FAQ: Why is there a world file named with an x on the end of the extension in ArcGIS?
Why is there a world file named with an x on the end of the extension in ArcGIS?
A world file stores an affine or first order transformation that maps from pixel space to map space. When an image is georeferenced and the transformation can be expressed in the form of a world file, Update Georeference creates a world file.
Since ArcGIS 9.2 Service Pack 2, if the transformation cannot be expressed as a world file, Update Georeference writes the transformation into the aux.xml file and also writes an approximate affine transformation into a text file or a world file with an 'x' on the end of the extension name. For example, a TIFF image with this approximate affine transformation has the extension .tfwx. This is not an exact transformation; it is only an approximation.

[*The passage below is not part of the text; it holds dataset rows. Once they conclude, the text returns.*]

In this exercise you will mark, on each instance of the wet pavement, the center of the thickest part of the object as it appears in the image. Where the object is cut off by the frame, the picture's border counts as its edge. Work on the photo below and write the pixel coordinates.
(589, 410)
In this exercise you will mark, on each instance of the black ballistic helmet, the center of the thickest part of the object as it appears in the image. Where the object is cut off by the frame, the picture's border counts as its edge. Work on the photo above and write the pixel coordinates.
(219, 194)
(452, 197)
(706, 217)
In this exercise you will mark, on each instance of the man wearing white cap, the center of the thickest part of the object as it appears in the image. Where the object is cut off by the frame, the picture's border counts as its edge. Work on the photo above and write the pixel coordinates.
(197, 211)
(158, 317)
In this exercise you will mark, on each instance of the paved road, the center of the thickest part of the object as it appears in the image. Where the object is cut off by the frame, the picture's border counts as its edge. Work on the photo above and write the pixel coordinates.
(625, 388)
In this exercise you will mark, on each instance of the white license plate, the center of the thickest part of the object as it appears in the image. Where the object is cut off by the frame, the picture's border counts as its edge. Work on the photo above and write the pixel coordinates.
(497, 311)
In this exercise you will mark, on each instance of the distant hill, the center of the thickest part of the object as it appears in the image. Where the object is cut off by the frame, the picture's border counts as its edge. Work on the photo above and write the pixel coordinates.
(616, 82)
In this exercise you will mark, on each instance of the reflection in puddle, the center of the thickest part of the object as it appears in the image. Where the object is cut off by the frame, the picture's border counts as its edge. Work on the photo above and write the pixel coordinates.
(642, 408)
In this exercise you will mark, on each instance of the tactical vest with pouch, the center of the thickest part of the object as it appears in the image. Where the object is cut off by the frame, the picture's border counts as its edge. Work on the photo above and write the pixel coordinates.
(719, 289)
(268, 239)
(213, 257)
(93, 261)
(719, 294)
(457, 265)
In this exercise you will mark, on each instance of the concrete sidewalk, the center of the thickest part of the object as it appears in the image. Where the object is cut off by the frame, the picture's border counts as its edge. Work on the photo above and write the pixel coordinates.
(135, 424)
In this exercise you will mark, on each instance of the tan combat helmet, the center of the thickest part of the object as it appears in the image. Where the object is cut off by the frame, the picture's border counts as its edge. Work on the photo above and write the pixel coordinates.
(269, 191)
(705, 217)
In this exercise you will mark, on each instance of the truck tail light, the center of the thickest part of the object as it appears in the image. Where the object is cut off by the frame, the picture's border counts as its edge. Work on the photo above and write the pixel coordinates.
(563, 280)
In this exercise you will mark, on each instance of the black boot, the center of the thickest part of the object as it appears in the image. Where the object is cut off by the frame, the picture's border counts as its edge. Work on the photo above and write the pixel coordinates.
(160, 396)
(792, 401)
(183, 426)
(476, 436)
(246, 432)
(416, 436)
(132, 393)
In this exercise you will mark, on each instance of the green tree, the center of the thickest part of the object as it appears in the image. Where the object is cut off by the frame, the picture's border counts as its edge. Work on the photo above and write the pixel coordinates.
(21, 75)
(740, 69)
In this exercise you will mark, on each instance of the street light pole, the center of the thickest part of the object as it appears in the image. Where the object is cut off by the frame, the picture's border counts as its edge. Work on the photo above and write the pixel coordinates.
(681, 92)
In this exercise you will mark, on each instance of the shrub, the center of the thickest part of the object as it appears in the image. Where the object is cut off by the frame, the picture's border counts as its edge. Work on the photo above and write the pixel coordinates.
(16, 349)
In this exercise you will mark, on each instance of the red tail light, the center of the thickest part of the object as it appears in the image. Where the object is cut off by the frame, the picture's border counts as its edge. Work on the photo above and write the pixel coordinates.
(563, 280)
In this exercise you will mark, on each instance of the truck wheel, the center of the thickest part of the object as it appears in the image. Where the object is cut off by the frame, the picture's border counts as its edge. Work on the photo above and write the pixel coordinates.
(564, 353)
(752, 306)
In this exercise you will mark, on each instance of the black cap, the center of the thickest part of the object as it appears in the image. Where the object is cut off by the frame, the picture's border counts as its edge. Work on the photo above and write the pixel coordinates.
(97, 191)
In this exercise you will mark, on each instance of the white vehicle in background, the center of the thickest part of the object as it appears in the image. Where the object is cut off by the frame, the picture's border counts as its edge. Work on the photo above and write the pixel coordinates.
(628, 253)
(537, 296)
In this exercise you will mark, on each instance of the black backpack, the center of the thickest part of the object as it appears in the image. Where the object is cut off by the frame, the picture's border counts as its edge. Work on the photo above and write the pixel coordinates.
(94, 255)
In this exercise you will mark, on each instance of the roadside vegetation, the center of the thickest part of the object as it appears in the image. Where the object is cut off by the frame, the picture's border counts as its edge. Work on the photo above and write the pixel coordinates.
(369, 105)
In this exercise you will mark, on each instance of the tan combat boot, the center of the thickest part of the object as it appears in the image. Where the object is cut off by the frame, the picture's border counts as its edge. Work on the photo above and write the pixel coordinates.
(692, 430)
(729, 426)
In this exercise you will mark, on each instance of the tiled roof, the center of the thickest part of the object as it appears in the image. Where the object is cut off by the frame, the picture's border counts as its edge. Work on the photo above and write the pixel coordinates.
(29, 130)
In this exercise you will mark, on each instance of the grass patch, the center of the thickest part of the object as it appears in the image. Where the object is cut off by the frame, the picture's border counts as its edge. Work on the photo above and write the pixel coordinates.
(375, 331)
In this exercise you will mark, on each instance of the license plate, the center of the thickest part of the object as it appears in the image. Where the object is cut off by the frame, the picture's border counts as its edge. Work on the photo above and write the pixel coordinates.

There is a special case where this text file contains a true affine transformation. If performing Update Georeference on a raster dataset that already contains map coordinates, a text file with the 'x' extension is written. For example, if georeferencing is performed on a TIFF that already contains map coordinates, the Update Georeference command creates a .tfwx file that contains a true affine transformation.
This text file can be used as a world file if it is needed for ArcGIS 9.1 and non-ArcGIS software. To use this text file, delete the 'x' in the world file extension name. Since this text file is not a part of the raster dataset in ArcGIS 9.2 and later versions, it should not be used as a world file in versions where ArcGIS can read the aux.xml file, such as in ArcGIS 9.2 and beyond.